Christopher Snyder

Christopher Snyder

Rainbow Babies and Children’s Hospital, USA

Title: Effects of anesthesia on inducibility during pediatric electrophysiology studies


Christopher Snyder is the Director of Pediatric Cardiology at Rainbow Babies and Children’s Hospital, Case Western Reserve University School of Medicine. His interests include general pediatric cardiology and Adult with Congenital Heart disease as well as a sub-specialty in pediatric and adult congenital electrophysiology on an inpatient and outpatient basis.


Background and introduction: Anesthesia has become an important part of pediatric electrophysiology studies (PEP). The purpose was to determine, (1) the prevalence of supraventricular tachycardia (SVT) and sinus tachycardia (Stach) during anesthesia induction, and (2) lack of inducibility of SVT during PEP under anesthesia. Methods IRB approved, retrospective review of PEP (1/99-1/14). Inclusion criteria: ≤ 21 years, documented SVT prior to PEP, anesthesia.

Data review: demographics, EP and anesthesia records.

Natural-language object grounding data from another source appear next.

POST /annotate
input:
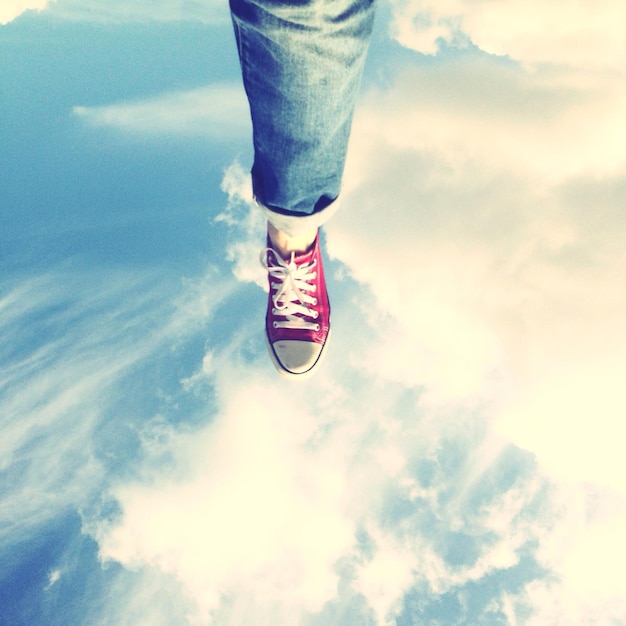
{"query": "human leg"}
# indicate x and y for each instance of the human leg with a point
(301, 65)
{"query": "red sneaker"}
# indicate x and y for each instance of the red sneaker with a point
(297, 324)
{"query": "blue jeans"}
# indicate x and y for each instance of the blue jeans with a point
(301, 62)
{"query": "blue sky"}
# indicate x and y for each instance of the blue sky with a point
(457, 460)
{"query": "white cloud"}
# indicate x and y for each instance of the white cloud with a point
(219, 112)
(11, 9)
(120, 11)
(579, 34)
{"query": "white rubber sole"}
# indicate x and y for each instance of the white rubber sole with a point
(293, 375)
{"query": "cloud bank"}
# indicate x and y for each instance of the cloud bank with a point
(582, 34)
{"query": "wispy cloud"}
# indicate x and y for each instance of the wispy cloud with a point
(119, 11)
(11, 9)
(583, 35)
(217, 111)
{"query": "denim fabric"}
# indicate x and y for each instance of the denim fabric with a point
(301, 63)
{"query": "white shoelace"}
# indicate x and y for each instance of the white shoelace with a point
(291, 291)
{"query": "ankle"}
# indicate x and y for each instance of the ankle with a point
(285, 245)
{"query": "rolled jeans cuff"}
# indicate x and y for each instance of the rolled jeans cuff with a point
(295, 225)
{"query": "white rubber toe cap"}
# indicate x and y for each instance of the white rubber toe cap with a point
(296, 357)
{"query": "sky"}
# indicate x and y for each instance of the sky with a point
(458, 458)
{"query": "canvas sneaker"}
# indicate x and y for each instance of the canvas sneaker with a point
(297, 324)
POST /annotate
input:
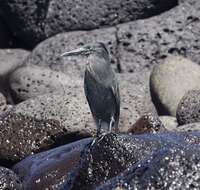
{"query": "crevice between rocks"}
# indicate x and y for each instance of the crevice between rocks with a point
(119, 68)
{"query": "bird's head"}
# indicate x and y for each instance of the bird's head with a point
(86, 50)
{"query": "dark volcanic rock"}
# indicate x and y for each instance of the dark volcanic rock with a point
(169, 122)
(111, 154)
(10, 59)
(66, 106)
(9, 180)
(188, 110)
(147, 42)
(5, 38)
(47, 53)
(49, 169)
(166, 169)
(148, 123)
(70, 109)
(34, 21)
(171, 80)
(31, 81)
(191, 127)
(21, 136)
(135, 98)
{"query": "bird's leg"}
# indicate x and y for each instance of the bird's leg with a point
(99, 128)
(112, 121)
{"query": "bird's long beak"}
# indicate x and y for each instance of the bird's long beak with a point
(79, 51)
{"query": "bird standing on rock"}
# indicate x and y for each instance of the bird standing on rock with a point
(100, 85)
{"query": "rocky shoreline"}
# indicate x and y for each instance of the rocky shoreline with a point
(47, 133)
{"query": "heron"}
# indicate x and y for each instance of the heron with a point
(100, 86)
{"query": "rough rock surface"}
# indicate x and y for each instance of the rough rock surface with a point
(9, 180)
(49, 169)
(5, 38)
(10, 59)
(31, 81)
(34, 21)
(166, 169)
(147, 42)
(191, 127)
(47, 53)
(171, 80)
(148, 123)
(188, 110)
(111, 154)
(169, 122)
(21, 136)
(70, 109)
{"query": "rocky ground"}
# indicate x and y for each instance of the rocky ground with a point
(47, 133)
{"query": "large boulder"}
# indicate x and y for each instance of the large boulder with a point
(49, 169)
(10, 59)
(47, 53)
(166, 169)
(21, 136)
(71, 108)
(31, 81)
(33, 21)
(171, 80)
(145, 43)
(110, 154)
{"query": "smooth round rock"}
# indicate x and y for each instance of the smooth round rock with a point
(50, 169)
(21, 136)
(188, 110)
(9, 180)
(171, 80)
(31, 81)
(169, 122)
(33, 21)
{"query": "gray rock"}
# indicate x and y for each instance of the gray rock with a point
(166, 169)
(111, 154)
(145, 43)
(31, 81)
(169, 122)
(34, 21)
(5, 38)
(69, 108)
(148, 123)
(49, 169)
(47, 53)
(191, 127)
(9, 180)
(135, 98)
(171, 80)
(3, 104)
(188, 110)
(10, 59)
(21, 136)
(72, 110)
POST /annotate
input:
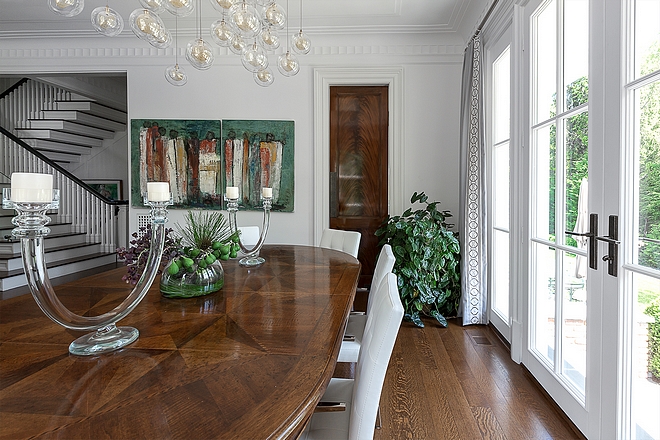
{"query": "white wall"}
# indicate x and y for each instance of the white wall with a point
(432, 70)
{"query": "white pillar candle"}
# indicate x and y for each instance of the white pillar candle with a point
(31, 188)
(158, 191)
(232, 192)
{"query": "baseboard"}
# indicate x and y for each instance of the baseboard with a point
(553, 404)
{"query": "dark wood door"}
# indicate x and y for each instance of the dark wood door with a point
(358, 166)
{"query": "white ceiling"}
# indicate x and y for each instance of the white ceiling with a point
(29, 18)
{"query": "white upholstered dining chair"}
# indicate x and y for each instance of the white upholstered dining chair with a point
(350, 346)
(359, 397)
(345, 241)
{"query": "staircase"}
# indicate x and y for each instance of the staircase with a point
(54, 130)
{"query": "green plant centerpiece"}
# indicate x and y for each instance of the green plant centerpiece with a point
(205, 240)
(427, 261)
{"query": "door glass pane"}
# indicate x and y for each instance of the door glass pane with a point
(544, 301)
(574, 311)
(647, 37)
(544, 175)
(545, 60)
(645, 403)
(647, 140)
(501, 186)
(501, 96)
(500, 273)
(576, 52)
(576, 163)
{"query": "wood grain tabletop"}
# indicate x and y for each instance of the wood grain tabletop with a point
(248, 362)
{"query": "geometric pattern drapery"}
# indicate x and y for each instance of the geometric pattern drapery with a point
(474, 300)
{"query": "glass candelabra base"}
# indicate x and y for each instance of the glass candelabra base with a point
(251, 261)
(106, 339)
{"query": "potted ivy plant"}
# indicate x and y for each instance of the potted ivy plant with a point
(427, 261)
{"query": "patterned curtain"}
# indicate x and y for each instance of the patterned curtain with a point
(474, 301)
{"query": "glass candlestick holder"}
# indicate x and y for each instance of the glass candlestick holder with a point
(251, 257)
(106, 336)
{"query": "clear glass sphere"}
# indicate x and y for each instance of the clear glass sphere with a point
(269, 38)
(254, 58)
(180, 8)
(221, 33)
(287, 64)
(107, 21)
(67, 8)
(176, 76)
(274, 15)
(300, 43)
(141, 22)
(264, 77)
(237, 45)
(149, 27)
(222, 5)
(199, 54)
(156, 6)
(245, 19)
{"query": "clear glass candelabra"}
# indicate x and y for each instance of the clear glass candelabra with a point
(31, 229)
(252, 257)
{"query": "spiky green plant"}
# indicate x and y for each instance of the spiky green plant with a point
(201, 229)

Two groups identified, Intravenous (IV) and inhalational anesthesia (I). Induction of SVT and Stach prior to initiating EP study was recorded as was failure to induce SVT during PEP.
Results: Inclusion criteria was met by 378 patients, 57% males, median age 14 years. IV anesthesia in 72% . During induction, only 1 patient from IV group developed SVT, (WPW patient), 10% of patients developed Stach and patients with WPW are twice at risk of developing Stach (16.19% vs. 8.06%; p = 0.02). Stach was seen more commonly with I induction (59% Vs 41%; p < 0.0001). The most common drug for I was sevoflurane ( 89%); and no differences were identified between drugs. Failure to induce SVT during PEP was 13 % and no differences seen between groups.
Conclusion: Route of anesthesia induction, inhaled or intravenous do not increase the risk of developing SVT. Sinus tachycardia is a common occurrence, and failure to induce SVT was not affected route of anesthesia.